Recently, I came across few master data management implementations and database performance problems related to them.
What is master data management (MDM):
It is a set of processes to centralize the management of “master data”
i.e, the reference data for a given business. It typically consists of
Customers, Agents, and Products for an insurance company. Typically
an MDM instance focuses on one data domain. If we focus on Customer
domain the implementation is called as Customer Data Integration or when
the domain is Products it is called as Product Information Management.
When
it comes to Insurance industry, even though the “customer centricity”
has been the latest trend, traditionally it has been a “agent” driven
business. So, one key subject area for MDM is “Agent Data” which
actually sells “Products” to “Customers”. For generalization we can call
this as “Channel Master Data.” So we have three subject areas to deal with in a multi-domain-MDM implementation.
The processes include:
1. Data acquisition (Input)
2. Data standardization, duplicate removal, handling missing attributes (Quality)
3. Data mining, analytics and reporting (Output)
The industry tools have standard data and process models for customers and products
to achieve the required functionality of MDM. We can adopt some
customer model to model the agent domain or keep both in a “party”
domain.
The problem with multi-domain MDM:
Here
comes the problem.
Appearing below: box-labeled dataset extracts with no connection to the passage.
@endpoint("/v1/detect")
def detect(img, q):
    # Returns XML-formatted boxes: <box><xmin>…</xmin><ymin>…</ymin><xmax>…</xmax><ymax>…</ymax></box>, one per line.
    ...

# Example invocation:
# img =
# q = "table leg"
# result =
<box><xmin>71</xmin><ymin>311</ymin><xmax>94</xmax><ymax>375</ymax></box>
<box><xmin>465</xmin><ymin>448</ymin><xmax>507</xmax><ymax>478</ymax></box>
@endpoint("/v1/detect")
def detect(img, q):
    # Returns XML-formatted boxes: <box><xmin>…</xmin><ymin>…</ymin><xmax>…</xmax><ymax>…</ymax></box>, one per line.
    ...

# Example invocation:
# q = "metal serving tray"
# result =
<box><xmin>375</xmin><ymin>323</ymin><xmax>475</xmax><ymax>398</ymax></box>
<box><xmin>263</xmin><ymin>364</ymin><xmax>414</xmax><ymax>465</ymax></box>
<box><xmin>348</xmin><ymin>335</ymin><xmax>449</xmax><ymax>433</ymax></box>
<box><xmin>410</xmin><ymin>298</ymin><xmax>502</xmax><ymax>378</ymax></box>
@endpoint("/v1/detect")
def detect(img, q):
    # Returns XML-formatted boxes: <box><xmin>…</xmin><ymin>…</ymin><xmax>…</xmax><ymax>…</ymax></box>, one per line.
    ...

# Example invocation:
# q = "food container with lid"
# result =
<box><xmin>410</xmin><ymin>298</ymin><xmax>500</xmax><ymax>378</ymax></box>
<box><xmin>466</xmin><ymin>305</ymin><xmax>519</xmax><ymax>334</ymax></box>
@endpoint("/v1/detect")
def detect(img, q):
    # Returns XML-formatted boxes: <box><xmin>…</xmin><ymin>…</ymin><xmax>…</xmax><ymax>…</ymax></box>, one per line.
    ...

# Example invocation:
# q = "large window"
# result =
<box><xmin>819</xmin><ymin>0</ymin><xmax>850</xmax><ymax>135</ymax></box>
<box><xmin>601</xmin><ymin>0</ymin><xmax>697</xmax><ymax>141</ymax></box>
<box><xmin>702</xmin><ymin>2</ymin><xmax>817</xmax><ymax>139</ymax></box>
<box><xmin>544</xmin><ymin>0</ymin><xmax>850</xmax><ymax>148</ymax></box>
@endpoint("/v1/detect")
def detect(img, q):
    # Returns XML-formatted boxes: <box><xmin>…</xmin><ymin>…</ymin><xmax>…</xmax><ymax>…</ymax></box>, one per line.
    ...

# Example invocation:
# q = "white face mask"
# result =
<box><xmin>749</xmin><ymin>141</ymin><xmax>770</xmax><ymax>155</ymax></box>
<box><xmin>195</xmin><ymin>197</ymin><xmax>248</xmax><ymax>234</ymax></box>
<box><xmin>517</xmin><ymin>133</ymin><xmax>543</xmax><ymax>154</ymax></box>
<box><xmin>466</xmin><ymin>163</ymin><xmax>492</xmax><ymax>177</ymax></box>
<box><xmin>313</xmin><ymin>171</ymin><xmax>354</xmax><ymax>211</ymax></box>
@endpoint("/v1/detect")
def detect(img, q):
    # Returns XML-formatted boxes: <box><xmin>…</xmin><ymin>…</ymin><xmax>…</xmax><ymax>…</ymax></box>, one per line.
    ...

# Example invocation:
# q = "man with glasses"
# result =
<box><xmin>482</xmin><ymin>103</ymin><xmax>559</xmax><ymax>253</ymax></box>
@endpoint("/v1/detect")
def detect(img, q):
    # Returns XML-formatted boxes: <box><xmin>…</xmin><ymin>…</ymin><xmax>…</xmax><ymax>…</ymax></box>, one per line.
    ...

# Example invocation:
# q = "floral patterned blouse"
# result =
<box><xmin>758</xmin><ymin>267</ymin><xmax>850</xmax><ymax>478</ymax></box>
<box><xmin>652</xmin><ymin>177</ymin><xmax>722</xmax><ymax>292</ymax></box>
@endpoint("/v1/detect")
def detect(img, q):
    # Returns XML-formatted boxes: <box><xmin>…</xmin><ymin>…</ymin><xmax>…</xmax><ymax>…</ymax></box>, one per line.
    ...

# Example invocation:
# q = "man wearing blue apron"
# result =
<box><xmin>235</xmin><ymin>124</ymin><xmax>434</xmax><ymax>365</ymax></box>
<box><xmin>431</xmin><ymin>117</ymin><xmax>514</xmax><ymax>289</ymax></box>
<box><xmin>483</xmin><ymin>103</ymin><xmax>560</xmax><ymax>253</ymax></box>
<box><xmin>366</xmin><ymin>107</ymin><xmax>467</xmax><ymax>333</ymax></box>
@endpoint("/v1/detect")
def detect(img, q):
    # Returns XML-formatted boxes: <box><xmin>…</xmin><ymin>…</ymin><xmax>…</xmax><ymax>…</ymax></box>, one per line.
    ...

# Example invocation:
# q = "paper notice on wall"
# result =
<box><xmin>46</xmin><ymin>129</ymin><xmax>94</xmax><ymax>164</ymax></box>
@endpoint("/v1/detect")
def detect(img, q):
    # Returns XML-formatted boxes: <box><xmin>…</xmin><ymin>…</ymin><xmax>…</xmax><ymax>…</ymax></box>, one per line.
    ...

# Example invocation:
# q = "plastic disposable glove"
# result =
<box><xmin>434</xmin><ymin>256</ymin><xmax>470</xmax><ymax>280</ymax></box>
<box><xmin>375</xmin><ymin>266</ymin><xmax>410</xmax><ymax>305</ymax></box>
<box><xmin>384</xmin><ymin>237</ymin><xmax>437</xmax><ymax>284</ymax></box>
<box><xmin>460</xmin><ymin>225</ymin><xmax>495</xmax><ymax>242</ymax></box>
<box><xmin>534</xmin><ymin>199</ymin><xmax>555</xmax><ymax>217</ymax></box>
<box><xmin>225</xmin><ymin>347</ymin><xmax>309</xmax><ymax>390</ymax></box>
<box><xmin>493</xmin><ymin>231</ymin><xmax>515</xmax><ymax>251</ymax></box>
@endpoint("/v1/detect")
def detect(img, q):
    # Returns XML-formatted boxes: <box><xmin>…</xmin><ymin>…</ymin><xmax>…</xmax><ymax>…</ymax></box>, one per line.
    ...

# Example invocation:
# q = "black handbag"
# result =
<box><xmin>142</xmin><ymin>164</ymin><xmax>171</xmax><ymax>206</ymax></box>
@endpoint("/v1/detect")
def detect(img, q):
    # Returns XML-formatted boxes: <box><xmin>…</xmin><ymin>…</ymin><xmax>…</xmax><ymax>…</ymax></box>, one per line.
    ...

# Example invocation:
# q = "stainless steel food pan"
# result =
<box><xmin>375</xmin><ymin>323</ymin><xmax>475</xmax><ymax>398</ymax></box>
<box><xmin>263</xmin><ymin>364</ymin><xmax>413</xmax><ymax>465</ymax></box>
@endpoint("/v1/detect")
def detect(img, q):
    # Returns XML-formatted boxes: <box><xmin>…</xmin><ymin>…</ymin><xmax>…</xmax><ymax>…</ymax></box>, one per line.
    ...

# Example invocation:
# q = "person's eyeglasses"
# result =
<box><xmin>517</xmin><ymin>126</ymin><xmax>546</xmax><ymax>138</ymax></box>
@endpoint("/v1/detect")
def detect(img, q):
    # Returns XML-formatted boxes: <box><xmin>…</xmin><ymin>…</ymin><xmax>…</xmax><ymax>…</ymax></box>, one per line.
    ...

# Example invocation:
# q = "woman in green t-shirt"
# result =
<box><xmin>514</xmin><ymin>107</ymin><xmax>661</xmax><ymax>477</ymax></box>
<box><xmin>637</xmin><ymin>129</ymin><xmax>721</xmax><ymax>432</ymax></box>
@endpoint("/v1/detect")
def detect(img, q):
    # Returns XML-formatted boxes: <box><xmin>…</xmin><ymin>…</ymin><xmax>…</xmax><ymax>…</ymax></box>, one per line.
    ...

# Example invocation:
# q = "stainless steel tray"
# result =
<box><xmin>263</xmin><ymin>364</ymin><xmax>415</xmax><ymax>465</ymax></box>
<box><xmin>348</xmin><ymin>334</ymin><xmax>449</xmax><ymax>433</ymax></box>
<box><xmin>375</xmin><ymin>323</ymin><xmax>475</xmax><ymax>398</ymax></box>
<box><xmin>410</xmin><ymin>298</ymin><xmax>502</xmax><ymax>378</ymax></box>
When it comes to agent domain, the customer
requirement states “get me the agent and his top n customers acquired”
or “get me the agent and his top n products sold”
In a renowned MDM product an SQL query need to join 20+ tables (involving some outer joins) to achieve the requirement and even after caching all the tables in-memory the processing for each agent id is taking 20+ seconds on an Oracle 11.2 database on a decent production sized hardware.
a) Dynamically
querying for such data and building the structure of data into target
structure puts more load/ adds latency to the screen. SLA is not met.
b) Pre-populating the data with a periodic refresh in a materialized view does not make the data current to the real-time.
As
we can’t have both requirements of getting the data in 2sec and it is
to be current in traditional design, we need to design a hybrid approach.
Any ideas or experience in this are welcome. Have anyone implemented a MDM solution on a NoSQL database yet?